Can electric potential be negative and equipotential lines always cross in 90 degrees the electric field lines?
Yes, electric potential can be negative. Electric potential is a scalar quantity that represents the amount of potential energy per unit charge at a given point in an electric field. It is measured in volts (V). The electric potential is negative at a point if the force on a positive charge at that point would be directed towards a point of lower potential.

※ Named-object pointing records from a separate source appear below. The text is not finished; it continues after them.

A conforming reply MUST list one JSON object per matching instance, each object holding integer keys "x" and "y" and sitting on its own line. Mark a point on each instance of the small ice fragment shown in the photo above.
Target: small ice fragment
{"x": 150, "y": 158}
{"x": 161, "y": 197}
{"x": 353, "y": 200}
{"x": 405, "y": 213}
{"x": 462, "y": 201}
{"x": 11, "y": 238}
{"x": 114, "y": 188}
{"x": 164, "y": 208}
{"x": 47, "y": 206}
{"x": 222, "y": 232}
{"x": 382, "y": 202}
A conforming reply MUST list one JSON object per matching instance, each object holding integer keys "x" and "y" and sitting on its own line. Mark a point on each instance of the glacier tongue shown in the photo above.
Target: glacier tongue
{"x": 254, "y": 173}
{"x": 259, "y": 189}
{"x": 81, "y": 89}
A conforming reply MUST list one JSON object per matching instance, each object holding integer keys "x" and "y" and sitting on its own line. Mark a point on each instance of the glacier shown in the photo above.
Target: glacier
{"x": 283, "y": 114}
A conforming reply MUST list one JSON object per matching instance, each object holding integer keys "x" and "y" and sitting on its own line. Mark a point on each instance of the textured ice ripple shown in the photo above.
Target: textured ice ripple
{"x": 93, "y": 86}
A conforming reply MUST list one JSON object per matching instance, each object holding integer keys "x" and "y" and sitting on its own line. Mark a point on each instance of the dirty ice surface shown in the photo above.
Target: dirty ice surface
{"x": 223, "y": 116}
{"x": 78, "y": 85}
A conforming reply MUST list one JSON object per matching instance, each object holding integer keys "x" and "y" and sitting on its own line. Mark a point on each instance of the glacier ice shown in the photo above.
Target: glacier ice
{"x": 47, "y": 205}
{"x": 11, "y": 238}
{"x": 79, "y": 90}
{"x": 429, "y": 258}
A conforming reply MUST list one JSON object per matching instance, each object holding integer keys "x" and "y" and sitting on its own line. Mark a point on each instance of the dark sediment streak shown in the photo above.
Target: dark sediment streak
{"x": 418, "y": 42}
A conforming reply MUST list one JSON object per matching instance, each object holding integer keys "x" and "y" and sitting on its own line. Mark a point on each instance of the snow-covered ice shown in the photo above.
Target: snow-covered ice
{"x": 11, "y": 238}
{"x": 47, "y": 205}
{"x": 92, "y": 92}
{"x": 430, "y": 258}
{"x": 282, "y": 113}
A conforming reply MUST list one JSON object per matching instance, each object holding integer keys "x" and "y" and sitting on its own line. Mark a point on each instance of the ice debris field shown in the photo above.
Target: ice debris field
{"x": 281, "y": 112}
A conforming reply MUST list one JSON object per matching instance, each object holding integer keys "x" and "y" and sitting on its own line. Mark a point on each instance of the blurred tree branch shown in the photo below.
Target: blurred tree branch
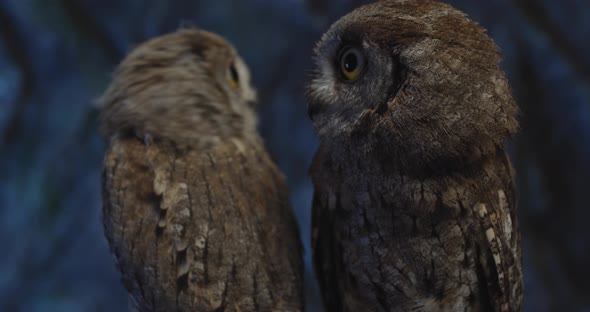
{"x": 537, "y": 15}
{"x": 17, "y": 51}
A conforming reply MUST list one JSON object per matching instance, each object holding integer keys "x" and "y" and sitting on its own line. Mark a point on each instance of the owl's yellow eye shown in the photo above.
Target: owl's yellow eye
{"x": 352, "y": 63}
{"x": 234, "y": 79}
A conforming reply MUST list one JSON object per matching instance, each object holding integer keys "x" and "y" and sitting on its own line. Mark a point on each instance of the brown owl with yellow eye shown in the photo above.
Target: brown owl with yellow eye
{"x": 195, "y": 212}
{"x": 414, "y": 205}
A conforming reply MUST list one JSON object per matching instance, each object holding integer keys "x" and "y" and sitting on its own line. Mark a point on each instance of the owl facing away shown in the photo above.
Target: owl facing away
{"x": 414, "y": 203}
{"x": 195, "y": 211}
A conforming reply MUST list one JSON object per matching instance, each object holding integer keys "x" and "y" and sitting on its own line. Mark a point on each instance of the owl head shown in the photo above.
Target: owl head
{"x": 416, "y": 81}
{"x": 189, "y": 87}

Equipotential lines are imaginary lines drawn in an electric field such that at every point on a given line, the electric potential is the same. Equipotential lines do not always cross electric field lines at 90 degrees. The angle between an equipotential line and an electric field line is equal to the angle between the gradient of the potential and the electric field. The gradient of the potential is a vector that points in the direction of the greatest increase in potential. The electric field is a vector that points in the direction of the force on a positive charge. The angle between the gradient of the potential and the electric field can be any angle, including 0 degrees, 90 degrees, or 180 degrees.
Equipotential lines are imaginary lines drawn in an electric field such that at every point on a given line, the electric potential is the same. Equipotential lines do not always cross electric field lines at 90 degrees. The angle between Electric field and an equipotential surface is always 900. This is because, when the potential becomes constant, the negative potential gradient also becomes zero, hence necessitating the need for Electric field to be always normal with surface. If all points along an equipotential line are at the same potential, then no charge would move along them. The electric field line shows the direction of the electrostatic force on a charge. Since there's no component of force along an equipotential line, field lines must intersect them at right angles. An equipotential surface is a three-dimensional version of equipotential lines. Equipotential lines are always perpendicular to electric field lines. The process by which a conductor can be fixed at zero volts by connecting it to the earth with a good conductor is grounding. Now θ = 90o means that the angle between electric lines of forces or electric field and the equipotential surface is 900. The angle of the intersection between each flow line and the equipotential line must be 90° which means they should be orthogonal to each other. Two flow lines or two equipotential lines can never cross each other. An equal quantity of seepage occurs in each flow channel.